Sun bears are cute, cuddly and playful, but they are not doing too well in their Malaysian home.
“Many of them have lost their forest habitat,” says sun bear expert Wong Siew Te. “In the past 50 years, almost all lowland forests, except for a few protected areas, have been affected by logging or cleared for plantations.”
“Now, the greatest threat to bears and wildlife clinging on to the few remaining patches of forest is poaching.

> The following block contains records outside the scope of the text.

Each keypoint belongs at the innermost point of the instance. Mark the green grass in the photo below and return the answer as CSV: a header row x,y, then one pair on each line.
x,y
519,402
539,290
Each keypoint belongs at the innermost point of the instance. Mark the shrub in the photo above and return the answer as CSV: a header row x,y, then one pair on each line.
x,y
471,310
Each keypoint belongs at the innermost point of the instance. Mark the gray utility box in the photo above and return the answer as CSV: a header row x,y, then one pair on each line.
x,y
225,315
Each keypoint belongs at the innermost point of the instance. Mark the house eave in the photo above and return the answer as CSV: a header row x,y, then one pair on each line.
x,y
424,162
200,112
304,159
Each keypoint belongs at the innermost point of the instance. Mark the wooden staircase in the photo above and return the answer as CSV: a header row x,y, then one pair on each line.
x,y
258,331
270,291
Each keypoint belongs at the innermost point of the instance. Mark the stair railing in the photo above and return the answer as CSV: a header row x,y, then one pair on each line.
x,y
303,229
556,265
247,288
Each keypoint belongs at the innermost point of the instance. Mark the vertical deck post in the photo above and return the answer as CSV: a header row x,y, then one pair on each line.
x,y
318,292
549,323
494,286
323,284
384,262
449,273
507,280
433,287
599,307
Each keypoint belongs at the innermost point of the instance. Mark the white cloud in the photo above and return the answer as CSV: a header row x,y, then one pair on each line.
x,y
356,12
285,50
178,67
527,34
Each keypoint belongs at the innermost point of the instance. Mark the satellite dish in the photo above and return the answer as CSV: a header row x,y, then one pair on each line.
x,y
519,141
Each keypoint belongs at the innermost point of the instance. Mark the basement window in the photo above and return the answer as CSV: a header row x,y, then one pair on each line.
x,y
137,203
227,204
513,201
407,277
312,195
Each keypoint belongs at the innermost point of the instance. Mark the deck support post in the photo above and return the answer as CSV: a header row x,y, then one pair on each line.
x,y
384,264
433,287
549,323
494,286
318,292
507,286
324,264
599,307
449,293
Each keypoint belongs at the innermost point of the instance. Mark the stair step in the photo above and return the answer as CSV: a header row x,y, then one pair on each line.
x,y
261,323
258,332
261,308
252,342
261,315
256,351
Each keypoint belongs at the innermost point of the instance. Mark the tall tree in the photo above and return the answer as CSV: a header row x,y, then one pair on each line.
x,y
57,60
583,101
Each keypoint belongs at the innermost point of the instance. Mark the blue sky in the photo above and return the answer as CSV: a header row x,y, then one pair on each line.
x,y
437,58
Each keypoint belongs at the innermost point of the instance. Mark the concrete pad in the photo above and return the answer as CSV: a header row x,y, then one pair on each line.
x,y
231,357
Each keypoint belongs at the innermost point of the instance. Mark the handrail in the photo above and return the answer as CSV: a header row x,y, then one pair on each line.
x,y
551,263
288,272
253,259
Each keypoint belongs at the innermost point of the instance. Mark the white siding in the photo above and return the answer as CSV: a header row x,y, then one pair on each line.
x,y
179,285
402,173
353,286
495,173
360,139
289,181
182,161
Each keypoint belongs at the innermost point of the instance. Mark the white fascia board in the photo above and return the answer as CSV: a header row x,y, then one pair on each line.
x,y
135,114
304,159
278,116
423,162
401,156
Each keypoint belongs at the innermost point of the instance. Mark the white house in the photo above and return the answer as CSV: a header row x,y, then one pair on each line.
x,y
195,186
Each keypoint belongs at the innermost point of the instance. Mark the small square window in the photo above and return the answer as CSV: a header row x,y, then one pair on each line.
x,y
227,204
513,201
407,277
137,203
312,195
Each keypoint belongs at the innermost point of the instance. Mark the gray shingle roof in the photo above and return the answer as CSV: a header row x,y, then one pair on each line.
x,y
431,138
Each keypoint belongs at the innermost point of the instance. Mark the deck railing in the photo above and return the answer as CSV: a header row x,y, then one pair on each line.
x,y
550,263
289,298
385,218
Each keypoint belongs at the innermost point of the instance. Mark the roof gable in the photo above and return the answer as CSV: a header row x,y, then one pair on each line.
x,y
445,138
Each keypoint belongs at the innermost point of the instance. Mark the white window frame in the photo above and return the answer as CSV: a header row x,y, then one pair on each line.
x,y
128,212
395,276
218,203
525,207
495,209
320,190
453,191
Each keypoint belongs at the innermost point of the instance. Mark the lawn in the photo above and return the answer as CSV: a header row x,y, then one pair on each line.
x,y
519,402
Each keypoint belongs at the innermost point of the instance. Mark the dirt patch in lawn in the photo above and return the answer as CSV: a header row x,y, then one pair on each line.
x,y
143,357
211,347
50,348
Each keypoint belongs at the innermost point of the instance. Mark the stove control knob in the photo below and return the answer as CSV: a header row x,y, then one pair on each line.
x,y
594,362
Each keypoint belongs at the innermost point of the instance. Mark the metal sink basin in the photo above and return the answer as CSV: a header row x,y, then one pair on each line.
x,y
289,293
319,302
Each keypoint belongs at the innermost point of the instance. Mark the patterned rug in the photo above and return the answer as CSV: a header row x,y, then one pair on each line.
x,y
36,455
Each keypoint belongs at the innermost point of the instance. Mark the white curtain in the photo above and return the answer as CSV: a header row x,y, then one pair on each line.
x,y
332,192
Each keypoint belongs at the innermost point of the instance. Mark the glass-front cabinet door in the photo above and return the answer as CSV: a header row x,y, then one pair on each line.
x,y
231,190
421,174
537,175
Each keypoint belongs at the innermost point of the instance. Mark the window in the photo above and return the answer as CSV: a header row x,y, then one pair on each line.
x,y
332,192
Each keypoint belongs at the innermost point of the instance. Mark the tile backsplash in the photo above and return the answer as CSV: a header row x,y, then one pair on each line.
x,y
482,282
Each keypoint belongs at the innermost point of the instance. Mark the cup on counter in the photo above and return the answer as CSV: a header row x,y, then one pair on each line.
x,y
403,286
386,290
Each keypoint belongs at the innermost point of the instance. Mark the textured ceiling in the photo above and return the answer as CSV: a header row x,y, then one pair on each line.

Though just a few people are doing the hunting, the impact is devastating.”
Malaysia has good wildlife laws but poor enforcement and persecutions are poor, according to Wong.
“There are rampant sales of wildlife on the Internet; even baby sun bears can be bought,” he laments.
Wong is being interviewed in conjunction with the launch of Discovery Channel’s Frontier Borneo, an action-packed journey featuring the lives of remarkable men and women and unforgettable creatures on the third largest island on the planet.
They have to deal with home-made bombs in the oceans, explore uncharted jungles, rescue endangered animals and come face to face with deadly creatures.
This unique cast of local and international wildlife rangers, explorers, scientists and conservationists uncover some of the most spectacular landscapes to be found in Borneo.
In tonight’s episode (Astro Ch 551, 10pm), Wong faces almost insurmountable odds as he attempts to provide a new life for bear cub Dodop, which can’t even feed herself.
Wong founded the Bornean Sun Bear Conservation Centre in 2008 after witnessing many captive bears – cubs and adults – kept in small cages, unhygienic and often disgusting conditions in zoos, farms, private menageries, and private homes.